A Father Enraged (Act I)
Brabantio is a Venetian Senator, father of Desdemona, who is awakened by the midnight din caused by Iago and Roderigo in 1.1 when they want to inform him that his daughter has eloped with the "black ram" or "Barbary horse," i.e., Othello. Both Iago and Roderigo address him in the most incendiary terms about his daughter's disappearance--the "lascivious Moor" has spirited her off; Desdemona has "made a gross revolt,/ Tying her duty, beauty, wit, and fortunes/ In an extravagant and wheeling stranger/ Of here and every where (1.1.126-137)." When Brabantio comes to his senses and realizes that his daughter is not in her bed, he proceeds to blame his daughter and then blame Othello. Two things he does not do are wish her well or blame himself.
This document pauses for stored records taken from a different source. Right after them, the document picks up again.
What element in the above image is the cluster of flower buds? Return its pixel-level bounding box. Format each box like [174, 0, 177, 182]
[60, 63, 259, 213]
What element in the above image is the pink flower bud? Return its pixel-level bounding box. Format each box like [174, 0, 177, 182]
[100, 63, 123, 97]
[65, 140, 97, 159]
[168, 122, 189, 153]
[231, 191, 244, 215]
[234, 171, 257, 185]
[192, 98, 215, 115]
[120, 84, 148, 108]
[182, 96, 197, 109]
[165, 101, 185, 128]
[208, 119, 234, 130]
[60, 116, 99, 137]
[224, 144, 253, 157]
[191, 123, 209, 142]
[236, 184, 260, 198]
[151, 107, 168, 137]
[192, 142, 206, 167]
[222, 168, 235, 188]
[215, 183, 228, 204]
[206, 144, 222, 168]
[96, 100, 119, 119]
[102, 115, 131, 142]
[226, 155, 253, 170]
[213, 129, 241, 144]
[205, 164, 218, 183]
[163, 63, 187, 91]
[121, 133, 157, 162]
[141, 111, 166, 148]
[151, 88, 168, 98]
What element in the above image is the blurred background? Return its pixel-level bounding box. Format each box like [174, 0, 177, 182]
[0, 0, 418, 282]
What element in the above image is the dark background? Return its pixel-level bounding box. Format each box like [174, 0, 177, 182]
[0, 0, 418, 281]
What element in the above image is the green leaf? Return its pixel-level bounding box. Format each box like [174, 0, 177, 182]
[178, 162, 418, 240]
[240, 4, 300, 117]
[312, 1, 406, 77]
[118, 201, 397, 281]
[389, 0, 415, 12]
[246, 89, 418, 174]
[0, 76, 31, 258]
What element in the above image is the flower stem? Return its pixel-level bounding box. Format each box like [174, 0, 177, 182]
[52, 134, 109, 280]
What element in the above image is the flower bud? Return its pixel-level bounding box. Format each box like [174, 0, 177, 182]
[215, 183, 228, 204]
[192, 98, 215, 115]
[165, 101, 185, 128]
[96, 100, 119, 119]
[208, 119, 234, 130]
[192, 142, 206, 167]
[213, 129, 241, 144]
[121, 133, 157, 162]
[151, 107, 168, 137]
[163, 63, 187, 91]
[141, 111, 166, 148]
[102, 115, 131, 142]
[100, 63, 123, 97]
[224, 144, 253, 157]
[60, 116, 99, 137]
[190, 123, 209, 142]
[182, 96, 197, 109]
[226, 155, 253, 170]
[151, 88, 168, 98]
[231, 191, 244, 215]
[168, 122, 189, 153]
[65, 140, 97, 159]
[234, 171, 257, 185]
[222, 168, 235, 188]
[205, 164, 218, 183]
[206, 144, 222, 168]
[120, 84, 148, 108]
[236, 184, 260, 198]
Almost all of Brabantio's words in 1.2 and 1.3 blame Othello for his daughter's elopement. But in 1.1, before he really has had time to develop his "theory" of what happened, his instinctive emotions take over and he blames his daughter. He breathlessly blurts out to Roderigo,
"O unhappy girl!--/ With the Moor, say'st thou?--Who would be a father!--/ How dids't thou know 'twas she?---O, she deceives me/ Past thought!......O treason of the blood!/ Fathers, from hence trust not your daughters' minds/ By what you see them act (1.1.163-171)."
His initial reaction is one of raw fury because he feels betrayed by Desdemona, the daughter he loves. How could she do this to him? The words "treason of the blood" are especially noteworthy: they suggest not only an act of unforgivable deception but also a depth of passion in his daughter that he cannot fathom. Later on he will describe Desdemona's nature as "A maiden, never bold;/ Of spirit so still and quiet that her motion/ Blush'd at herself (1.3.94-96)." How, he wonders, could such a demure and reserved girl go willingly after this monstrous Moor?
After he has had a chance to think about Desdemona's action, he quickly shifts the blame from her to Othello. Perhaps the thought of his daughter willingly engaging in this activity is so frightening to him that he has to find another culprit. It is not as if Othello has seized her and violently carried her off. It must be, Brabantio thinks, that Othello has practiced magic on her. "Is there not charms," he asks Roderigo, "by which the property of youth and maidhood/ May be abus'd (1.1.171-173)?" When Roderigo answers that there are such charms, Brabantio now has his new "theory of the case." The Moor has enchanted her.
This then will be Brabantio's one "tune" that he sings when he confronts Othello in the next scene. "O thou foul thief, where has thou stow'd my daughter?/ Damn'd as thou art, thou hast enchanted her,/ ....Thou has practic'd on her with foul charms,/ Abus'd her delicate youth with drugs or minerals/ That weakens motion [impulses or inclinations] (1.2.62-75)."
But it is not enough for Brabantio to confront Othello at the Sagittary Inn. He will bring his private griefs to the most public forum, the Venetian Senate, and seek redress there.